Don’t let yourself mythologize writers. Even successful ones have times where they struggle to write. It’s not a magical process where shooting stars come out of your fingers and you type up an entirely beautiful and elegant script on the first try.
You probably know someone who walks around claiming they are writing a screenplay with no evidence that they are actually doing so. Many people fall in love with the idea and never get around to executing it.
One of the reasons it’s difficult to finish a screenplay is because it can be hard to stay focused and committed when your work is not producing the same results every day. If you’re working out, for example, that’s easy. You run on the treadmill for 30 minutes, and you burn a certain amount of calories. With writing, be warned: Results may vary.

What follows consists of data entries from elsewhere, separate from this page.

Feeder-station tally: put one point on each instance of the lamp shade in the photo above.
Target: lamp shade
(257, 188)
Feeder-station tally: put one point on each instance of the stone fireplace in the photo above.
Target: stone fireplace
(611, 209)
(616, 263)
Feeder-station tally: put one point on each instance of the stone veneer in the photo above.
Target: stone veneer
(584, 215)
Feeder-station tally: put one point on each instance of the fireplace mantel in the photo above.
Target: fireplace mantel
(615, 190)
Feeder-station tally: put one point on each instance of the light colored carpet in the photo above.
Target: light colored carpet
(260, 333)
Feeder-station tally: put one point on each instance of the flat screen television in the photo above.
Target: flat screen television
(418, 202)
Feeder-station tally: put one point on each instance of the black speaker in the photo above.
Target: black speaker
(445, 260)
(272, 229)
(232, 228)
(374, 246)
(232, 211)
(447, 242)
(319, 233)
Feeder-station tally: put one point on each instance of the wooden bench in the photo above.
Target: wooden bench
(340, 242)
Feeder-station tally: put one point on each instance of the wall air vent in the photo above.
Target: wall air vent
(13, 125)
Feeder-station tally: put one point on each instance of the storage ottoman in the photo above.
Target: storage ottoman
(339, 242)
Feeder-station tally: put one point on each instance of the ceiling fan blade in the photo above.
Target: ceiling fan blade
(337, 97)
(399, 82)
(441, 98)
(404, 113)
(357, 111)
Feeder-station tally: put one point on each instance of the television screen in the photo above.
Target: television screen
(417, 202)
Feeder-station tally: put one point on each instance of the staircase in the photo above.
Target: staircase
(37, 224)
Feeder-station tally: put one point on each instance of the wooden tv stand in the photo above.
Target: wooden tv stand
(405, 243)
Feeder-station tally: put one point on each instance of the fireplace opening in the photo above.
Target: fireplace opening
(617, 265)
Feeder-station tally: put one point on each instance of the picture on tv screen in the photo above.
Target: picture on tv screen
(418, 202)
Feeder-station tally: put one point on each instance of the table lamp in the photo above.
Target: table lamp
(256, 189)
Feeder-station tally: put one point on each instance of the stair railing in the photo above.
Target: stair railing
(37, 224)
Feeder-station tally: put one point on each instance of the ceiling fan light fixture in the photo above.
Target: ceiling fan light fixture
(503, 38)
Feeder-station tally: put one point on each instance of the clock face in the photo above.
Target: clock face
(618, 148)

One day, you may write 1,500 words in an hour. The next, you might get inspired and write 3,000. Then writer’s block may hit, and you’ll only write 500 words the next day. It’s easy to get frustrated by this fluctuating output and want to quit.
The more you sit down and write, though, the more consistent you’ll get. Just stay committed. Sit down for a set amount of time every day and get it done.

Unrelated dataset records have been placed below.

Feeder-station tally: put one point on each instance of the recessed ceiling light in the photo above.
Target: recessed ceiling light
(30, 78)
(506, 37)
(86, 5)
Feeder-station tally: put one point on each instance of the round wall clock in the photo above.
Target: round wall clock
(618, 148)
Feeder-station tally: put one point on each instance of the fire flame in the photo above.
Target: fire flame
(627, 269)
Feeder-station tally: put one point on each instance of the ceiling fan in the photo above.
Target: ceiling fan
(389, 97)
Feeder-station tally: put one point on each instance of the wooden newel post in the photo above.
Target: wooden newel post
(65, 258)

Writers should always be writing. As you go about your day, you should be thinking about your screenplay. Let it soak into every part of your life. You’ll find that things that happen in your daily life make their way into your script or inspire parts of it.

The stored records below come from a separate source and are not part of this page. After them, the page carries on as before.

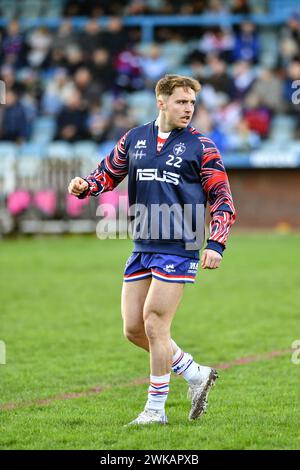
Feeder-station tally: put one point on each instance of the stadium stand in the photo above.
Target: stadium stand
(78, 74)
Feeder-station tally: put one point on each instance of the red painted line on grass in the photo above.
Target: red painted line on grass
(99, 389)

One thing you could try is keeping a notebook with you at all times in case inspiration strikes. Having one or two sentences or ideas written down can help you avoid writer’s block and keep your flow going. If you don’t feel like going old school with a handheld notebook, use the notepad function on your phone to serve the same purpose.
Don’t get lonely
It can be really hard to make yourself sit down in a quiet place to write every day when your friends are busy having fun. Being alone might be necessary for you to do productive writing, but it does not have to be a completely solitary experience.
Try building a network of writer friends so that you have someone who will read your work and give you honest feedback. If you feel like you are drowning in a project, it can be very helpful to have someone not involved with it give you some perspective.
If you are enrolled in a creative writing class, there will most likely be times when you can get critiqued on your work. Most writing classes do a dedicated workshop for the students — you might be able to pass around your tentative first draft there. If not, you can always email teachers and ask for advice: “Would you be willing to take a look at this draft, and if not, could you possibly point me to someone that could? Perhaps a writing group exists that I don’t know about?”
Even asking a friend or parent who doesn’t seem interested in moviemaking can be useful. It helps to know what an average person thinks of your story as well. Stories are the way humans interact, so they are bound to have some thoughts (though you might not want to listen to all of them).
At the beginning, you may be very excited about working on your script. You’ll tell everyone you know about it and think about it constantly. As the process begins to require more time and effort, though, you may struggle to stay focused. The writing may begin to feel like a slog. At this critical moment, you have to push through and keep working.
Writing cannot just be a hobby or something you do in your spare time. It has to become a habit. If it’s not part of your daily routine to sit down and write, you will probably struggle to get your screenplay done. Tell your family and friends not to disturb you during your writing time. Download a program like Freedom or Write or Die that will block Internet use when you’re supposed to be writing. Focus.